Di Rosario Coluccia*

Di mestiere faccio il linguista. E così spesso ricevo telefonate, qualche volta lettere, da amici, conoscenti, studenti, che chiedono il mio parere su espressioni e parole che sentono in televisione o leggono sui giornali. Nulla di strano, la lingua cambia in continuazione, è un organismo vivente, vive come vivono gli esseri umani che la usano. Lo sapevano già gli antichi greci, lo sanno i linguisti moderni. L’italiano, ad esempio, si arricchisce di continuo: vi entrano forme da altre lingue (oggi soprattutto dall’inglese), dai dialetti, si creano parole nuove per rispondere ai bisogni della società. E, nello stesso tempo, qualche parola o espressione cade in disuso e scompare, come è naturale nel ciclo perenne della vita.

Un collega intelligente, che non fa il mio stesso mestiere ma si interessa alle questioni della nostra lingua, mi ha chiesto un parere su una parola che oggi si usa moltissimo. Si tratta di «femminicidio» che indica l’assassinio di una donna, spesso perpetrato dal marito, dal fidanzato, dal compagno, a volte da persona sconosciuta. «Ma perché inventare una nuova parola», mi chiede il collega, «non basterebbe omicidio»? Omicidio secondo i vocabolari dell’italiano (ce ne sono cinque o sei ottimi, altri meno buoni) indica l’uccisione di una o più persone. E quindi, osserva ancora il collega, la parola «omicidio» può riferirsi sia all’assassinio di donne che a quello di uomini. Perché creare una nuova parola, non è inutile? Il dubbio è legittimo: a riprova, non tutti i vocabolari registrano il termine «femminicidio».
E il collega è intelligente, l’ho già detto. Oggi la parola è usatissima, basta una semplice ricerca in rete. Ecco qualche esempio dai giornali: «Femminicidio, la strage delle donne, cinque in due giorni» (Il Messaggero); «Centoventisette femminicidi nel 2012, 25 dall’inizio dell’anno. È inaccettabile, occorre intervenire con più forza»: lo ha detto il ministro per le pari opportunità Iosefa Idem (Il Secolo XIX); e ancora: «Femminicidio. Ti voglio mia, quindi ti ammazzo. La mattanza delle donne» (Dazebao); «Emergenza femminicidio. Il cambiamento è culturale» (Il fatto quotidiano); ecc. Un libro intitolato: Femminicidio. Dalla denuncia sociale al riconoscimento giuridico internazionale (Milano, Franco Angeli, 2009), apre interessantissimi scenari giuridici (anche internazionali) sulla questione che stiamo trattando.
Torno al mio seminato linguistico, non voglio invadere campi altrui. E torno alla questione posta dal mio collega: «Se l’italiano ha già la parola omicidio, che indica l’assassinio dell’uomo e della donna, perché creare una parola nuova? Non è inutile?». La risposta, come spesso càpita, ce la danno i vocabolari. La voce «femmina» viene spiegata cosi: ‘essere umano di sesso femminile, spesso con valore spregiativo’. Badate all’aggettivo «spregiativo», la soluzione è lì. Il «femminicidio» indica l’assassinio legato a un atteggiamento culturale ributtante, di chi considera la moglie, la compagna, l’ amica, la donna incontrata casualmente, non un essere umano di pari dignità e di pari diritti, ma un oggetto di cui si è proprietari; se la proprietà viene negata, se un altro maschio si avvicina all’oggetto che si ritiene proprio, scatta la violenza cieca.

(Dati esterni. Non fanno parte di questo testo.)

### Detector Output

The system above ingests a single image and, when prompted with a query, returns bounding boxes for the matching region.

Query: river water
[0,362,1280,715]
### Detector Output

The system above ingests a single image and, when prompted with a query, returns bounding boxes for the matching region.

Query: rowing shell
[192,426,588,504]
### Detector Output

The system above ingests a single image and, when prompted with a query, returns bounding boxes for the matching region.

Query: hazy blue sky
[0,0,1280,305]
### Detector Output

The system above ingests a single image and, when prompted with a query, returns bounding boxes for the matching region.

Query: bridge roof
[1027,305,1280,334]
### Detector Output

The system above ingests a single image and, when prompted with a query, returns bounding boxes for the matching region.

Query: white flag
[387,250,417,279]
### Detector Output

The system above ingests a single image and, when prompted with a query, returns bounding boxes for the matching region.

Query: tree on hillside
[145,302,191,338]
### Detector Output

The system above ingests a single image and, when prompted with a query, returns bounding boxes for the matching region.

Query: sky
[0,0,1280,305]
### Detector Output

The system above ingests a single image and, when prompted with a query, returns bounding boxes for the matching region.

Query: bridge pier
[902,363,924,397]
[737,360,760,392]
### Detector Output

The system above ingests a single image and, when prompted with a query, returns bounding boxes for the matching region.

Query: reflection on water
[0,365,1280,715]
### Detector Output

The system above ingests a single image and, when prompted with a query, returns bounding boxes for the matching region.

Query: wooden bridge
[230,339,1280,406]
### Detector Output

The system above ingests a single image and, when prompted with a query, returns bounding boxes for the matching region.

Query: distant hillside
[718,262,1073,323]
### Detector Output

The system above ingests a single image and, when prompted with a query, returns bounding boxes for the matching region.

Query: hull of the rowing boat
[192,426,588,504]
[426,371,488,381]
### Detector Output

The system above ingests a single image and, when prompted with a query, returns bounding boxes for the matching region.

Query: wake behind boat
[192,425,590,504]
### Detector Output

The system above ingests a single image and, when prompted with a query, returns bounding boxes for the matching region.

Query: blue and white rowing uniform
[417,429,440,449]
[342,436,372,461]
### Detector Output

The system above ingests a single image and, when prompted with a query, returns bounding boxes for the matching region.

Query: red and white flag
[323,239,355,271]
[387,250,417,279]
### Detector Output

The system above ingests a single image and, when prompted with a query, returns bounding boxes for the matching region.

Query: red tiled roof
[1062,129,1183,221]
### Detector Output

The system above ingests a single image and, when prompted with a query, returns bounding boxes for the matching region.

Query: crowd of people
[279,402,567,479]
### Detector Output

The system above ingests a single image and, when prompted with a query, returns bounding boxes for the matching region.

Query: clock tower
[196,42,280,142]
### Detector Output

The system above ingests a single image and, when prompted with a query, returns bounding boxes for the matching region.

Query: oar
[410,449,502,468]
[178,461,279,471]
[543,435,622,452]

Io non so se questo atteggiamento sia generato da alcune abitudini della società in cui viviamo: una società che, insieme, esibisce sfacciatamente il corpo femminile visto come una merce e preferisce ascoltare chi urla e offende invece di riflettere sulla ragionevolezza delle argomentazioni. Chi mi conosce sa che non sono un parruccone pudibondo; mi ripugnano l’arbitrio, la mancanza di rispetto, l’offesa. Torniamo alla lingua. Se una società genera forme mostruose di sopraffazione e di violenza, bisogna inventare un termine che esprima quella violenza e quella sopraffazione. E quindi è giusto usare «femminicidio», per denunziare la brutalità dell’atto e per indicare che si è contro la violenza e la sopraffazione. Bene ha fatto la lingua italiana a mettere in circolo la parola «femminicidio»; il generico «omicidio» risulterebbe troppo blando.